In choosing an investor, the potential buyers’ assets, activities, origins, management experience, and reliability will be checked, as will the quality and scope of the proposed investment program. A shareholders’ agreement is planned to conclude with the tender winner setting forth the obligations of the new owner. These include modernization of production capacity, unconditional fulfilment of state defense orders, and a significant increase in the share of civilian production. The controlling block of shares (at least 51%) will remain with Rostec.

Rostec is also considering options for cooperation with other major holding companies. In 2017, the state corporation signed an agreement of intent with AFK Sistema, envisaging creation of an amalgamated microelectronics company.
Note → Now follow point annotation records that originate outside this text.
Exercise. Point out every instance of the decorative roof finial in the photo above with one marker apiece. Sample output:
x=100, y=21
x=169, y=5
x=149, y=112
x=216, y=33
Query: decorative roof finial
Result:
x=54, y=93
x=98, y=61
It is proposed that AFK Sistema and Ruselectronics, which belongs to Rostec, will contribute to the amalgamated company their assets specializing in development, production, and certification of electronic component platforms.

The initiative of merging the assets is being implemented in accordance with the Rostec strategy designed to draw investment partners into the company to ensure the country’s technological sovereignty. “The amalgamation will allow a transition to implementing a unified scientific and technical and output strategy, centralization of program research and development, expansion of cooperation between enterprises, optimization of the loading of production capacity and their greater operating efficiency,” Rostec explained of impending integration’s goal.

Development of public-private partnerships, raising of investment in high-tech industries, modernization of production units, creation of new technologies and products – these are the main elements of the corporation’s growth strategy. By 2025, the positions and competitiveness of Rostec on world markets and the corporation’s results in general will depend on their realization. 


When Rostec was set up, it consisted of a group of diverse enterprises. Today, its structure is made up of three major clusters by type of activity, accounting for 80% to 85% of its aggregate revenues, plus a few companies directly subordinate to the corporation, for instance, KAMAZ and AVTOVAZ.

The aviation cluster is comprised of enterprises in the following industries: helicopter building, production of avionics, and aircraft components. The biggest of these are United Engine Corporation, Russian Helicopters, KRET, and Technodinamika.

The second cluster is radioelectronics, including production of telecoms equipment, computer hardware, electronic component platforms, optics, security systems, and medicine. These are concentrated in the Ruselectronics and Shvabe holding companies and the Avtomatika Concern.

The third is an armaments cluster. It is made up of high-tech weaponry manufacturers, missile complexes, MLRS, ammunition, military gear, drones, and small arms. It is represented by such holding companies as Tecmash, High Precision Systems, Kalashnikov Concern, NPO Splav, and TsNIITochMash.